Сегодня внятных правил нет, потому что исчез официальный идеал, и нет вектора развития общества, как нет самого развития. Кино существует в вакууме идей мировоззренческих, а стало быть, и творческих. Этот вакуум заполняется бессистемными, часто абсурдными претензиями отдельных лиц — от министра культуры до любого высокопоставленного, но безграмотного зрителя, который хочет напомнить о себе. Возникают «соцзаказы» типа «патриотического кино», за короткий срок безнадёжно скомпрометированного халтурными подделками уровня «Танков» или «Т-34». А запреты вспухают на совсем пустом месте — как в случае с раздутой, а теперь всеми забытой «Матильдой». Или с фильмом «Праздник», который в «мирных условиях» мало бы кто заметил, а в условиях громыхающих запретов, несмотря на художественную слабость, он стал примером едва ли не диссидентского кино. Министерство культуры видит свою задачу не столько в создании благоприятных условий для творчества, сколько в построении всё более жёсткой системы идейных ограничений и подмены искусства пропагандой.
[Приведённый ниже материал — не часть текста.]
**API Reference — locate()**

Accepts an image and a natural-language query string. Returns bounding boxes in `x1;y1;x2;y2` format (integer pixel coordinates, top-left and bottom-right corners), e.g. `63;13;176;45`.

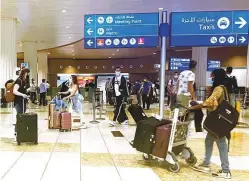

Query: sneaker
212;170;231;179
121;120;129;125
80;124;88;129
109;121;116;126
197;163;211;173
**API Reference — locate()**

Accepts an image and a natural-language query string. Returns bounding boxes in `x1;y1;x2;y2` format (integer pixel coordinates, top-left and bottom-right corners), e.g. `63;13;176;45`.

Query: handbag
203;86;239;139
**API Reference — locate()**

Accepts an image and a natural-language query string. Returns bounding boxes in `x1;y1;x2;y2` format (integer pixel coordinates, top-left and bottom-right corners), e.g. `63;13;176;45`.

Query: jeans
15;102;26;114
113;96;128;122
40;92;46;106
204;133;230;172
169;94;177;111
142;94;151;109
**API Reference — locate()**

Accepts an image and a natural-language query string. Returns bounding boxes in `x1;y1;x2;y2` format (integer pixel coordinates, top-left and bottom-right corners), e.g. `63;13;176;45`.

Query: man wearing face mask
141;77;152;110
110;67;129;126
167;72;179;110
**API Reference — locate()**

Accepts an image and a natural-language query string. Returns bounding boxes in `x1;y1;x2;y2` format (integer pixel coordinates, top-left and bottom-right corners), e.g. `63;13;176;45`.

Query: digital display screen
169;58;190;71
207;60;220;71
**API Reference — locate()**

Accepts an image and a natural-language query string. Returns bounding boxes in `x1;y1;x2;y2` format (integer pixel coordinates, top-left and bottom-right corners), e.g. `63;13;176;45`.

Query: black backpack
225;76;238;94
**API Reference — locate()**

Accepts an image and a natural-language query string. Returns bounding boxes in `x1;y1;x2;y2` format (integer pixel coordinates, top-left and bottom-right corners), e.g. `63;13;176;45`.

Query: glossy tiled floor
1;102;249;181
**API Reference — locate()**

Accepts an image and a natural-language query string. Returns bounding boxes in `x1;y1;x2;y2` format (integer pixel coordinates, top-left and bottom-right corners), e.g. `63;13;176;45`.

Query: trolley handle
175;103;188;110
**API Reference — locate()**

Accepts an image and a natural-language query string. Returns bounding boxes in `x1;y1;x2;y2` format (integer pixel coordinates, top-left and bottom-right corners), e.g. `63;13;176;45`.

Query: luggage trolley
141;104;197;173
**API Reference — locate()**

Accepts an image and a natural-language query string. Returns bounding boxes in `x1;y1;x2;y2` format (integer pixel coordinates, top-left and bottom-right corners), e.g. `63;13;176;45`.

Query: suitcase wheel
168;162;180;173
17;142;21;146
142;153;152;161
34;142;38;145
185;155;197;166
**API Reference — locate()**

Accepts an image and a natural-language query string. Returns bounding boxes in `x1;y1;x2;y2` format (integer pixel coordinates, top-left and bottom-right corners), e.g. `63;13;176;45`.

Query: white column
37;51;48;85
0;18;17;88
246;46;249;88
23;42;38;83
192;47;208;87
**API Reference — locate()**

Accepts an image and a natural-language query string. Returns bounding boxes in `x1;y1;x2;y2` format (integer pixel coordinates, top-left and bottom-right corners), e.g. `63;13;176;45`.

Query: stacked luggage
128;104;197;173
48;98;72;132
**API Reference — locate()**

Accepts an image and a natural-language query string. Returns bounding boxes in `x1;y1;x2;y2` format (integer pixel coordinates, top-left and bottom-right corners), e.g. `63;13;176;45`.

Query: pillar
246;46;249;88
23;42;38;83
0;18;17;88
37;51;48;85
192;47;208;87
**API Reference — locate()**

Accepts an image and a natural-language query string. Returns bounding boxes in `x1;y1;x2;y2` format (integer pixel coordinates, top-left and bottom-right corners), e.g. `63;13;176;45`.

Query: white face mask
69;78;72;83
115;71;121;76
174;75;178;79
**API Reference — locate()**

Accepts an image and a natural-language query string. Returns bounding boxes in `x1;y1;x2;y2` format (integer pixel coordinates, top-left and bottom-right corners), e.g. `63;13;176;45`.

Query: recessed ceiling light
62;10;67;13
117;49;119;52
153;52;156;55
20;44;22;47
72;50;74;52
109;57;111;59
48;52;50;55
66;26;70;29
112;54;115;56
69;37;71;39
158;8;164;10
73;54;75;56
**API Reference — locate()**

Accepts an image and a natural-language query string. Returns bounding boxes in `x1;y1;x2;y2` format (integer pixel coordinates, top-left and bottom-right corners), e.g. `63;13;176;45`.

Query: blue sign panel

Всё это выглядит тем более несуразным в эпоху интернета, когда никакой запрет не может помешать массам убедиться в его абсурдности. Все, кто хотел, немедленно посмотрели запрещённую в прокате «Смерть Сталина», якобы оскорбительную для ветеранов. И несомненно посмотрят полный вариант «Рокетмена», у нас оскоплённого в угоду нелепому закону о «пропаганде нетрадиционного секса». Чиновники от культуры фактически загнали в угол не только кино, но и всех нас, и даже самих себя, потому что Россия может сколько угодно отгораживаться от развития цивилизации, но в сегодняшнем открытом мире барьеры уже неэффективны и только оснащают страну всё более явными признаками описанного Оруэллом запаянного социума. И по законам, прописанным Оруэллом, чиновникам остаётся множить всё более нелепые инициативы, пока нарыв не лопнет от переполнения гнойным абсурдом.
А мир несётся дальше, и вихрь этого движения сметает бастионы, выстроенные из праха прошлого. Показательный случай — явление сериала «Чернобыль», повергшего наш официоз в растерянность. Вопреки очевидному, пошли в ход пошлые формулы о «русофобии», докричались до предположения, что сериал снят с целью подорвать реноме Росатома. Срочно запустили «наш ответ Керзону» — российский сериал о чернобыльской катастрофе. Но фильм этот выявил главный, пока непреодолимый барьер на пути нашего кино: отсутствие вот такой свободы мышления, позволяющей снимать без оглядки на чиновничьи представления и вкусы, сообразуясь только с собственным художническим видением и со своей совестью. А без свободы никакой ответ Керзону не будет убедительным.
У нас сейчас ситуация даже не благодушного застоя, а истерически нервной буксовки на месте. Она только усиливает в обществе раздражение. И завязанное в тройной морской узел кино — в принципе штука не более значительная, чем екатеринбургский сквер или архангельская свалка, — может стать одним из детонаторов.
Какие способы сопротивляться этому? Они давно очевидны: не играть в персонажа из фильма «Мефисто», максимально дистанцироваться от абсурда, воплощённого в нынешних государственных институциях, творить без подачек от них и потому независимо от них, овладевая новыми способами достучаться до зрителей, которые даёт век интернета. Да, киноиндустрия — штука затратная, но кто сказал, что публика ждёт от наших фильмов спецэффектных шоков? На самом деле — ждёт слова и мысли, способных разбудить спящего. А ценность таких категорий измеряется не бюджетом, а умом и талантом.
Пока же у порога Фонда кино мыкаются жаждущие кинематографисты: авось подфартит! И ведь знают по вековому опыту: коготок увяз — всей птичке пропасть. Но мыкаются, надеются, копят убедительное красноречие. Буксовка.